Alla vigilia dell’inaugurazione della mostra, neurologi e filosofi si sono confrontati per esplorare tutte le implicazioni scientifiche, mediche ed etiche della grande rivoluzione delle neuroscienze, sostenuta dal continuo sviluppo di tecnologie di imaging quali la Risonanza Magnetica e la PET. L’incontro è stato sponsorizzato da Novartis, che ha contribuito alla realizzazione dell’edizione italiana della mostra. Grazie alle moderne tecniche di neuroimaging è possibile misurare l’impatto di nuove terapie sulla perdita di volume cerebrale o atrofia, aspetto normale del nostro invecchiamento, che nelle persone con sclerosi multipla avviene in modo da 3 a 5 volte più rapido. La perdita di volume cerebrale, che si riscontra già nelle fasi iniziali nella sclerosi multipla e continua durante il decorso della malattia, è associata a perdita di funzioni cognitive e disabilità.

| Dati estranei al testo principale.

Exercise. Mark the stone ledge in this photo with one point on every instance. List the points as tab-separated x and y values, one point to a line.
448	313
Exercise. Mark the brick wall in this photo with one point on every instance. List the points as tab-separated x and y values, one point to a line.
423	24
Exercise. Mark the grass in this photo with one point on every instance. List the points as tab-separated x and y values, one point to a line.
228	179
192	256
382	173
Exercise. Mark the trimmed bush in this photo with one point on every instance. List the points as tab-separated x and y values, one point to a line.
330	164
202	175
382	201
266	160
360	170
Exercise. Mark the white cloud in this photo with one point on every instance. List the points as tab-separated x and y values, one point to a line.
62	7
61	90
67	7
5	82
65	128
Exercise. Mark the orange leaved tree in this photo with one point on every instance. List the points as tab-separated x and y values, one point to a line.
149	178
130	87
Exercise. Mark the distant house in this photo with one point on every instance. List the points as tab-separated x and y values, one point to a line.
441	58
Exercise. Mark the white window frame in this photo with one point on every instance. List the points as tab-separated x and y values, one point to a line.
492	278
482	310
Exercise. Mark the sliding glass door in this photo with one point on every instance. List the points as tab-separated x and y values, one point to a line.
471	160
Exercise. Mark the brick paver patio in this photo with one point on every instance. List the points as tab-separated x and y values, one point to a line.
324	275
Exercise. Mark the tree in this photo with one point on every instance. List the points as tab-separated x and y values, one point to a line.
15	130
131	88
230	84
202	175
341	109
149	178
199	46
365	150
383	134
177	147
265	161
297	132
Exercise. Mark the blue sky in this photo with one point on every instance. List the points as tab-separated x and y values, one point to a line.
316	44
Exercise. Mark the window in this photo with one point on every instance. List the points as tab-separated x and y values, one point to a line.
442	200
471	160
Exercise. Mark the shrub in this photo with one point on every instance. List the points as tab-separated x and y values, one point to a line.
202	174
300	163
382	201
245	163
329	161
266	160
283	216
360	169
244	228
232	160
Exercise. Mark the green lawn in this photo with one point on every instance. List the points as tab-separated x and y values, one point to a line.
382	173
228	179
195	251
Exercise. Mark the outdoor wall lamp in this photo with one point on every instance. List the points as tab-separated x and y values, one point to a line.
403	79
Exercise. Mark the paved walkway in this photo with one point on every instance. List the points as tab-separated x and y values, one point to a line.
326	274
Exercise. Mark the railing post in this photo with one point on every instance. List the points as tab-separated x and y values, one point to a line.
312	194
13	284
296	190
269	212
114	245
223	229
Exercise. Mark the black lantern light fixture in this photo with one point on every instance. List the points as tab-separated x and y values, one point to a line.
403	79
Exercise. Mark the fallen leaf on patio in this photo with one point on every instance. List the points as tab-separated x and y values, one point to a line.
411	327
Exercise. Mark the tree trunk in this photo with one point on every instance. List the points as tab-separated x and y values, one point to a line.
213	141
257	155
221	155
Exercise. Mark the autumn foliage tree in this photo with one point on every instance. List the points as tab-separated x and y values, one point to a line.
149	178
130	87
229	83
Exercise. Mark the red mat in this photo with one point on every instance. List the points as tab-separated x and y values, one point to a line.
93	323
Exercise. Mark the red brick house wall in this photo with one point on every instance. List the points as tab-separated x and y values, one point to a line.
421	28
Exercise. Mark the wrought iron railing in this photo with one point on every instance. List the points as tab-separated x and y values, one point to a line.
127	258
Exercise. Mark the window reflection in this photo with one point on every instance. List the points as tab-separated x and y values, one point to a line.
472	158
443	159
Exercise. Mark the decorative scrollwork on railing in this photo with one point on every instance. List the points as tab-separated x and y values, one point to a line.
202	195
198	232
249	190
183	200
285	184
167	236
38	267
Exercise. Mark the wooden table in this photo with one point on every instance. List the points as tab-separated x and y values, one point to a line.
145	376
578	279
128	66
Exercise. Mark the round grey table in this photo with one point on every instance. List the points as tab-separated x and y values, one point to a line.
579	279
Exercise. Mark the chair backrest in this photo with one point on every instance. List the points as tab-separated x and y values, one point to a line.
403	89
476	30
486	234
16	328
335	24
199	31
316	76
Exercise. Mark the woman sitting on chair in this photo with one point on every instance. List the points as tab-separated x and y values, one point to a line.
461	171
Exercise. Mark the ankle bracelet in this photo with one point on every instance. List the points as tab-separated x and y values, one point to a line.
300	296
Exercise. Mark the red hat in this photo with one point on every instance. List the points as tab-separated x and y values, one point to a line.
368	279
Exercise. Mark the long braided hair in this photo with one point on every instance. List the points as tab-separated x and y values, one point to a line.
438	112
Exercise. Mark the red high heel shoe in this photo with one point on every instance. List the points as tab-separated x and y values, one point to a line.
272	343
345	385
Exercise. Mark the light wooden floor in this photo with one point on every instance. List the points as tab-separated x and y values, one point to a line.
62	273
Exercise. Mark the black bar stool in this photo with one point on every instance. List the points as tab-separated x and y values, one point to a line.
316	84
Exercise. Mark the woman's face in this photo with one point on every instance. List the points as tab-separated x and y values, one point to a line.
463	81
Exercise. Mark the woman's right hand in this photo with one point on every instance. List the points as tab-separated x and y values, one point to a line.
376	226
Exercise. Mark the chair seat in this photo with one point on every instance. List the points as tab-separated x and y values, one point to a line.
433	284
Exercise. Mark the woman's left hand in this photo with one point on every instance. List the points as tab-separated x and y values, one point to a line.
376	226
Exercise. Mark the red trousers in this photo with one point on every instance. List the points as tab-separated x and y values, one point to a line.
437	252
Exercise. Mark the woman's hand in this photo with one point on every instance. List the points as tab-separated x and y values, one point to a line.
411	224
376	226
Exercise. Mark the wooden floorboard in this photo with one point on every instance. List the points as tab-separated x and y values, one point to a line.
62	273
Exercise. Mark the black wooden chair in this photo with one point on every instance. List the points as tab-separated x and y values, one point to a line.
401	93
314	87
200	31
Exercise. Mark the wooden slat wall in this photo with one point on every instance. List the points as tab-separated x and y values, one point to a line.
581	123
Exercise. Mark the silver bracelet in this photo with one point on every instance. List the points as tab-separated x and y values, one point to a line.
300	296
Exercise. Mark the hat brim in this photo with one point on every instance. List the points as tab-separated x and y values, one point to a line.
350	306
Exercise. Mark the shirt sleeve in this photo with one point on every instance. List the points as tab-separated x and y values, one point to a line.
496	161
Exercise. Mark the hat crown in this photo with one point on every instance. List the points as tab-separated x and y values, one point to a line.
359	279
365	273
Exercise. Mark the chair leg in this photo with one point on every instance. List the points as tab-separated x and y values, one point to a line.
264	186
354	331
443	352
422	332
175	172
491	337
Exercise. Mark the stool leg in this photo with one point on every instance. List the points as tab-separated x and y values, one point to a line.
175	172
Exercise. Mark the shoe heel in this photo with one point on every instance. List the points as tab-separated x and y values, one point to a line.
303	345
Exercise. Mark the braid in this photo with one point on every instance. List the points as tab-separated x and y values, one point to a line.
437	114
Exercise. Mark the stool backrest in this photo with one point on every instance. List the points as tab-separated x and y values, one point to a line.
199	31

«Misurando l’atrofia cerebrale in una persona colpita da sclerosi multipla possiamo sapere se una determinata terapia è più o meno efficace, ovvero se è in grado di rallentare il processo degenerativo», afferma Giancarlo Comi, professore di Neurologia e direttore del Dipartimento Neurologico e Istituto di Neurologia Sperimentale, Istituto Scientifico San Raffaele, Università Vita-Salute di Milano e Presidente della Società Italiana di Neurologia. «Si tratta di una misura oggettiva e riproducibile che ci sta dando informazioni importanti per capire la portata delle terapie innovative contro la sclerosi multipla».

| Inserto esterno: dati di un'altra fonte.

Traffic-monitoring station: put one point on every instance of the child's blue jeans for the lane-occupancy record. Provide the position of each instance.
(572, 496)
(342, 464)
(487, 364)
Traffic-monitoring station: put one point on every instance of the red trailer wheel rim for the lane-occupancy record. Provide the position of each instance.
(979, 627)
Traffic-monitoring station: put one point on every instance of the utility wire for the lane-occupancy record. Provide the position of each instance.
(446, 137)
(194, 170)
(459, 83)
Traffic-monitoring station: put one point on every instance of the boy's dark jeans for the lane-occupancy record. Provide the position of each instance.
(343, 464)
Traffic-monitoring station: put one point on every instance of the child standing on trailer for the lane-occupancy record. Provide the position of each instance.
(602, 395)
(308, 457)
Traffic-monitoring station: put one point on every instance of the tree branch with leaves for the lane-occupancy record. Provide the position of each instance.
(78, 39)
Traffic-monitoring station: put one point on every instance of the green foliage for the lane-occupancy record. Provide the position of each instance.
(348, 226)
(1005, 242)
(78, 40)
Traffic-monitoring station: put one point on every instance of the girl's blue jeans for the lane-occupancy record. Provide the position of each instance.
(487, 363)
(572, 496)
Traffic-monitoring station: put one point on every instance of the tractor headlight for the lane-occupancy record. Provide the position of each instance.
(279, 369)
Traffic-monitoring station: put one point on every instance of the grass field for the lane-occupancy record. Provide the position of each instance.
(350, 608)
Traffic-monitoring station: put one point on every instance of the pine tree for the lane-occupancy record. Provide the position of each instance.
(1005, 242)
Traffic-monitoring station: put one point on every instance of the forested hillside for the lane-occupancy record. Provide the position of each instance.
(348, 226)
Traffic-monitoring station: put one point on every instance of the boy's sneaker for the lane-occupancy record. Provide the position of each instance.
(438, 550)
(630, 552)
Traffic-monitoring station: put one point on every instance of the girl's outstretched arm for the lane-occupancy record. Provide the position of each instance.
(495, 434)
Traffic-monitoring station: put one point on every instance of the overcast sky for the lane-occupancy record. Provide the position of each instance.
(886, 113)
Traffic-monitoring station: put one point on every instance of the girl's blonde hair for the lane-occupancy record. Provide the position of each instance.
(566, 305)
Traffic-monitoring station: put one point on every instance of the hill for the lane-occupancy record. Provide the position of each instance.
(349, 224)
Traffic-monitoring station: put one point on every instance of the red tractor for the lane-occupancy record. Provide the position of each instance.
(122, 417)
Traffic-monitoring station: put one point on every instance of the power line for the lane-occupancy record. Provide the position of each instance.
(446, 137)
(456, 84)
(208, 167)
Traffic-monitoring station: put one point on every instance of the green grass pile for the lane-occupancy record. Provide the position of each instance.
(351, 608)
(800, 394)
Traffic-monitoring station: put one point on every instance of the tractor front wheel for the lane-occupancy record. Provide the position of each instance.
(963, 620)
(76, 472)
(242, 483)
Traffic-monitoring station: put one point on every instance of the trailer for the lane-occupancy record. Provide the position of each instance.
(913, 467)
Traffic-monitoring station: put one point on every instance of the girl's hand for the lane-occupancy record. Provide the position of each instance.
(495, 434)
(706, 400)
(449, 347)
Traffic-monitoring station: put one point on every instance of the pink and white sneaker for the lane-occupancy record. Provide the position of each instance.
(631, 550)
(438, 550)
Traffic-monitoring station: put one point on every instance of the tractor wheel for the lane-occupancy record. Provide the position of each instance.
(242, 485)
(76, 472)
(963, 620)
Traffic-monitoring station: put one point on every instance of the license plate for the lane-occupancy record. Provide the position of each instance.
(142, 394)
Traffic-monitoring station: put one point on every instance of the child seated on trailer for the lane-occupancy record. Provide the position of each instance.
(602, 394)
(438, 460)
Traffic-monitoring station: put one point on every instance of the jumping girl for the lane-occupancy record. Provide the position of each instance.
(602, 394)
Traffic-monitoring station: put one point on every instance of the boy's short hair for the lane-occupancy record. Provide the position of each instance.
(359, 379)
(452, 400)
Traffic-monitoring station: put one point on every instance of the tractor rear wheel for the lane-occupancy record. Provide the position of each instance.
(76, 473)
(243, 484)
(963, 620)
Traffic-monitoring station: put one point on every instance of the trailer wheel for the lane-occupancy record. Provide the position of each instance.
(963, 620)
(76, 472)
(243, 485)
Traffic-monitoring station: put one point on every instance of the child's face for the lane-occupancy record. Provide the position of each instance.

Oltre allo studio delle patologie, la grande rivoluzione delle neuroscienze ha ricadute enormi sulla conoscenza degli elementi profondi che caratterizzano il cervello e ci permette di capire le stesse basi fisiologiche e psicologiche del comportamento umano.

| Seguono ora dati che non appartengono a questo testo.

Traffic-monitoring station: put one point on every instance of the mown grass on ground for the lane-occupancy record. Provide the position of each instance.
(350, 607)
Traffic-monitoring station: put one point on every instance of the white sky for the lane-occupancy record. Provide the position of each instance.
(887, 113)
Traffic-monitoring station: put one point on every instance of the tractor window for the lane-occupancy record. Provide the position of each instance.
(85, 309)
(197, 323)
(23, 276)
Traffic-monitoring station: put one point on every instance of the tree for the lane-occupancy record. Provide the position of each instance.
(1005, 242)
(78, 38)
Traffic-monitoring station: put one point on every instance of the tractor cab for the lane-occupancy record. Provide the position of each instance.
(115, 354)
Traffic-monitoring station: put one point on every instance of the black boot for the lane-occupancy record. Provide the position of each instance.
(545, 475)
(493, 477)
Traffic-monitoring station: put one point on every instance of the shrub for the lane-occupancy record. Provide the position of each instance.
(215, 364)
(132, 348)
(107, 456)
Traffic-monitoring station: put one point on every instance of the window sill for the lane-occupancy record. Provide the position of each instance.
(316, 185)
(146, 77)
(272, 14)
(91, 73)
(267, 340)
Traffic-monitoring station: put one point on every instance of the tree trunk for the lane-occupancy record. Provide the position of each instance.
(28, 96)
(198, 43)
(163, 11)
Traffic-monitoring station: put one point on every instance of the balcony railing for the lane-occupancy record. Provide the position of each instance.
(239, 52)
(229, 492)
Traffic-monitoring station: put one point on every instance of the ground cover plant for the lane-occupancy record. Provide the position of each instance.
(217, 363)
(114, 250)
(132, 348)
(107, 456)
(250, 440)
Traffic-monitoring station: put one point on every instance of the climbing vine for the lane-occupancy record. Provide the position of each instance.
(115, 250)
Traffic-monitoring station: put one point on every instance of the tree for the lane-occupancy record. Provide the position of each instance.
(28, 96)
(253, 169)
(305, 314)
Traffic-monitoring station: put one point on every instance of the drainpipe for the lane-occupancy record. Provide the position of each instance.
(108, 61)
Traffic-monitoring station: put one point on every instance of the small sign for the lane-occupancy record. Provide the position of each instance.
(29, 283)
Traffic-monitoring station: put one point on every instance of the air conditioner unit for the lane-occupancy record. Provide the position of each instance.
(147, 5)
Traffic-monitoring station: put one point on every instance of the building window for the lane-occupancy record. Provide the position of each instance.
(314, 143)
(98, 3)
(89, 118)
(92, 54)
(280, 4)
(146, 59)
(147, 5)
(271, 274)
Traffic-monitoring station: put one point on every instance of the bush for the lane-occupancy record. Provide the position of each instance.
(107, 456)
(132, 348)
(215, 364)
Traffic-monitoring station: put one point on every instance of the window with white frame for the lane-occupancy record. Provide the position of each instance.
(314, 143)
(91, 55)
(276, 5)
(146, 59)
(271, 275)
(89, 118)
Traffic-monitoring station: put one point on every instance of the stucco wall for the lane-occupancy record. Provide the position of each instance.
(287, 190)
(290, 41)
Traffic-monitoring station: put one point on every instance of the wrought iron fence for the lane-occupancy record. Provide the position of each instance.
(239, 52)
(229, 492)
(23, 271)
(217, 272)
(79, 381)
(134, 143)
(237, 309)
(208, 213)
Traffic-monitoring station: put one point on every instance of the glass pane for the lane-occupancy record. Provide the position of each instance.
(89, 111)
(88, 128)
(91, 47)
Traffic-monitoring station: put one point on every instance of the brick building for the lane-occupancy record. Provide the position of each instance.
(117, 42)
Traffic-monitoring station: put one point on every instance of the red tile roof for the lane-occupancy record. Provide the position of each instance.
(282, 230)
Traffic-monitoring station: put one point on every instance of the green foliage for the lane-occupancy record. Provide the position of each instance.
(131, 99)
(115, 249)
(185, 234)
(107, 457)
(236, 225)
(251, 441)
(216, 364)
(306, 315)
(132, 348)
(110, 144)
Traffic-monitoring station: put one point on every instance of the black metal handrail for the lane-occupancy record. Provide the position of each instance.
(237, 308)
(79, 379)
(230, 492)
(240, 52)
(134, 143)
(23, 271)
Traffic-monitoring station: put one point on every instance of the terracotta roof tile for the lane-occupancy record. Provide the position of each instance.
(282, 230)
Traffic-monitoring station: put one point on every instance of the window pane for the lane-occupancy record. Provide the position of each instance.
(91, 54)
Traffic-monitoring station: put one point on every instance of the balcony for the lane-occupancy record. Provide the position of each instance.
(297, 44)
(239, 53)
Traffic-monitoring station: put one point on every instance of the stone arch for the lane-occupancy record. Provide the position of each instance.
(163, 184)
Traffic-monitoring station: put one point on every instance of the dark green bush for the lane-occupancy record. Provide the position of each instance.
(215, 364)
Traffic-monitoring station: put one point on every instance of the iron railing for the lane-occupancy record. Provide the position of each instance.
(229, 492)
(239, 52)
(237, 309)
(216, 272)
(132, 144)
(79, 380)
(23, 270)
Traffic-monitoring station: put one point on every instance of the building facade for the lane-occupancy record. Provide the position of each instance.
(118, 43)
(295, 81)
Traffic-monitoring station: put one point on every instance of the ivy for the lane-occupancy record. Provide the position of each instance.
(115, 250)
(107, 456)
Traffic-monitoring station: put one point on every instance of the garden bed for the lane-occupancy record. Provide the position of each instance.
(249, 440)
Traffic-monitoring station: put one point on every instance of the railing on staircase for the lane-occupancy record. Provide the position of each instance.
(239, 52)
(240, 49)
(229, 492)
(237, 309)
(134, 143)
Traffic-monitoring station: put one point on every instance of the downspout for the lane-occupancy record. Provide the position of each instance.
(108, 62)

«Le tecniche di neuroimaging, mostrandoci in concreto le basi cerebrali dei nostri comportamenti, ci permettono di superare antichi pregiudizi filosofici, come la contrapposizione tra ragione ed emozione: i processi del ragionamento presuppongono in realtà la collaborazione tra aree razionali e aree emotive», afferma Michele Di Francesco, professore ordinario di Logica e Filosofia della Scienza e rettore dell’Istituto Universitario di Studi Superiori IUSS di Pavia. «Inoltre oggi possiamo capire il modo in cui il cervello contribuisce alle attività degli esseri umani in quanto animali sociali: i neuroni specchio, le strutture cerebrali che permettono la comprensione delle intenzioni altrui, potrebbero essere la base biologica dell’empatia tra le persone».

Ma quali sono le principali tecnologie a cui si devono le nuove conoscenze dei processi cerebrali?

«La Risonanza Magnetica, in continuo sviluppo, fornisce immagini di estrema accuratezza morfologica e, grazie all’introduzione di nuove tecniche quantitative e funzionali, è in grado di rilevare le alterazioni sia di struttura che di funzione associate alle principali malattie del Sistema Nervoso Centrale», afferma Massimo Filippi, Professore di Neurologia, Unità di Neuroimaging, Divisione di Neuroscienze IRCCS e Università Vita-Salute San Raffaele, Milano e Editor-in-Chief del Journal of Neurology.

Un’altra tecnologia, come la tomografia ad emissione di positroni (PET), basata sull’osservazione del consumo di glucosio in sistemi cerebrali specifici, permette di misurare in maniera quantitativa le alterazioni dei sistemi di neurotrasmissione associate a patologie neurologiche e può aprire addirittura la strada a diagnosticare, con decenni di anticipo, le malattie neurodegenerative.

«La positività dei biomarcatori, soprattutto delle alterazioni del metabolismo del cervello, ci indica con alta probabilità già in fase precoce che il soggetto potrà sviluppare una demenza», afferma Daniela Perani, neurologo, neuroradiologo e professore di Neuroscienze all’Università Vita-Salute San Raffaele di Milano. «Ci vorranno però ancora molti anni di ricerca prima di poter intervenire terapeuticamente nella fase pre-clinica: al momento, la migliore terapia di cui disponiamo per contrastare l’insorgenza delle demenze è quella di esercitare il cervello quanto più possibile, attraverso ogni tipo di attività intellettuale, e anche con l’attività fisica che è molto utile nel migliorare la biochimica del cervello stesso».